Et les résultats observés ici sont équivalents : la prise alimentaire s'effectue essentiellement dans le quart d'heure suivant le traitement (87 % du total ingéré par les chats traités, voir figure en illustration principale).

  • Dans le groupe traité, 4 chats sur les 6 ont consommé de la nourriture : une quantité de 45 g en médiane. Cette consommation correspond à environ la moitié du besoin énergétique d'entretien quotidien de ces chats.
  • Dans le groupe témoin, seul un individu a mangé, et seulement une petite quantité de nourriture (5 g). La différence est significative entre les deux groupes.

Les chats traités n'ont pas présenté d'effet indésirable post-traitement.

À l'issue de l'expérimentation, les félins ont suivi le protocole habituel établi dans le refuge pour les cas d'anorexie : administration de mirtazapine per os quotidiennement pendant 5 jours (2,5 mg/j). Et l'évolution de leur appétit montre qu'il devient équivalent dans les deux groupes, et se rétablit après un délai médian de 8 jours.

Orexigène d'action rapide mais courte

L'administration de propofol à petite dose entraîne ainsi une stimulation de l'appétit et une prise alimentaire chez des chats anorexiques, sans délai et sans les effets indésirables observés avec les benzodiazépines. Ces résultats semblent alors particulièrement intéressants lorsqu'une réalimentation rapide est nécessaire (pour éviter le recours à des moyens plus invasifs comme la pose d'une sonde alimentaire). Néanmoins, l'effet n'étant pas durable, le traitement nécessiterait d'être répété (sous réserve d'évaluer sa tolérance) et/ou s'inscrit plutôt en complément d'autres stratégies (médicales, alimentaires, environnementales).

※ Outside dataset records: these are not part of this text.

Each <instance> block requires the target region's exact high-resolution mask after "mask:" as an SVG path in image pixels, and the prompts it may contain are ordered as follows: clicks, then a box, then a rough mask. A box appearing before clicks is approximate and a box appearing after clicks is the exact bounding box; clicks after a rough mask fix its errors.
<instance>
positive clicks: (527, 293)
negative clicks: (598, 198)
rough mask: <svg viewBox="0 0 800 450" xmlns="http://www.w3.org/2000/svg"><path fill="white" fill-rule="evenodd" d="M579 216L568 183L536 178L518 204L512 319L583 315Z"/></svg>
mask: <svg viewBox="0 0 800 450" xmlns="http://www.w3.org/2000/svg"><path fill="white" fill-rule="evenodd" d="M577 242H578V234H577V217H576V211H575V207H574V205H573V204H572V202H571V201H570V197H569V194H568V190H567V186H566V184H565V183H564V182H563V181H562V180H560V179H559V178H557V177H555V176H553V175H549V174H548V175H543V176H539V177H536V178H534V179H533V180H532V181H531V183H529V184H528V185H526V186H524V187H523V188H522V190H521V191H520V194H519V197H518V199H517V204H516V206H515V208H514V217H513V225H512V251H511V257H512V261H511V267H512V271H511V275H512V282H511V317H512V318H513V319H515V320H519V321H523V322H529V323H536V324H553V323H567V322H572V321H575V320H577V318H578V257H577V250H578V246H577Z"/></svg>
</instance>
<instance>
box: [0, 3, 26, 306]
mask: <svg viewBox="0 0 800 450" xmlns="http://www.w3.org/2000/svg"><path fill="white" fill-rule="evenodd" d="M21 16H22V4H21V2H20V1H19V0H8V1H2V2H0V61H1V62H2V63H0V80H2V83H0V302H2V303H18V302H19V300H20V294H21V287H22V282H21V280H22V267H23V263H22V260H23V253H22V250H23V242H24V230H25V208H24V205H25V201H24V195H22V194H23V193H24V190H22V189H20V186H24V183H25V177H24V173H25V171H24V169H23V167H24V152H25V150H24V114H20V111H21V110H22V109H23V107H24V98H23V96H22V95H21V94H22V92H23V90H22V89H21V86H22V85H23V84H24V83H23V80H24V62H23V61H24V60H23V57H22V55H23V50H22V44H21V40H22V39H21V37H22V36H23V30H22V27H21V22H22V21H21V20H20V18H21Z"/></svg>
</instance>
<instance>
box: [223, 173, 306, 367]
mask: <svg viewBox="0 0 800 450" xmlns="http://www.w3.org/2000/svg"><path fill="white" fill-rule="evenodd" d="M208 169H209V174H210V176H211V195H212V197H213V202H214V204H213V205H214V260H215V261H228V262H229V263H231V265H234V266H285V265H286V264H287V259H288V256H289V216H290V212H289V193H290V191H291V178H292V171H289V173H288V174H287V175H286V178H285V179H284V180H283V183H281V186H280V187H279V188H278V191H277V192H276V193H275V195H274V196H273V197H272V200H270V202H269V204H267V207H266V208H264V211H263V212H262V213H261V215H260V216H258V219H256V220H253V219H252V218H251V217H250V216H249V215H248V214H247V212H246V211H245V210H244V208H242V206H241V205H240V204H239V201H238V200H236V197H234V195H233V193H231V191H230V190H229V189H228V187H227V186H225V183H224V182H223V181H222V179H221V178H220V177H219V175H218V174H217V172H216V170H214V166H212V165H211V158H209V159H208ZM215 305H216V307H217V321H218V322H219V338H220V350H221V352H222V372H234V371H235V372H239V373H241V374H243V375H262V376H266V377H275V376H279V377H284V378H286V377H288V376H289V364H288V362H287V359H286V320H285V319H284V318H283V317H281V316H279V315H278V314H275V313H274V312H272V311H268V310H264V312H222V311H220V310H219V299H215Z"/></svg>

En outre, cette « étude pilote » a évalué l'effet de l'anesthésique sur des cas d'anorexie sans cause médicale. Cet effet peut alors trouver son origine, au moins en partie, dans les propriétés anxiolytiques de la molécule, en plus de ses propriétés orexigènes et anti-émétiques. Il reste donc à vérifier qu'il se reproduit chez des chats malades, et stimule efficacement leur appétit. La voie d'administration, intraveineuse, peut aussi représenter un frein à sa mise en pratique, sauf lorsqu'un cathéter a été posé.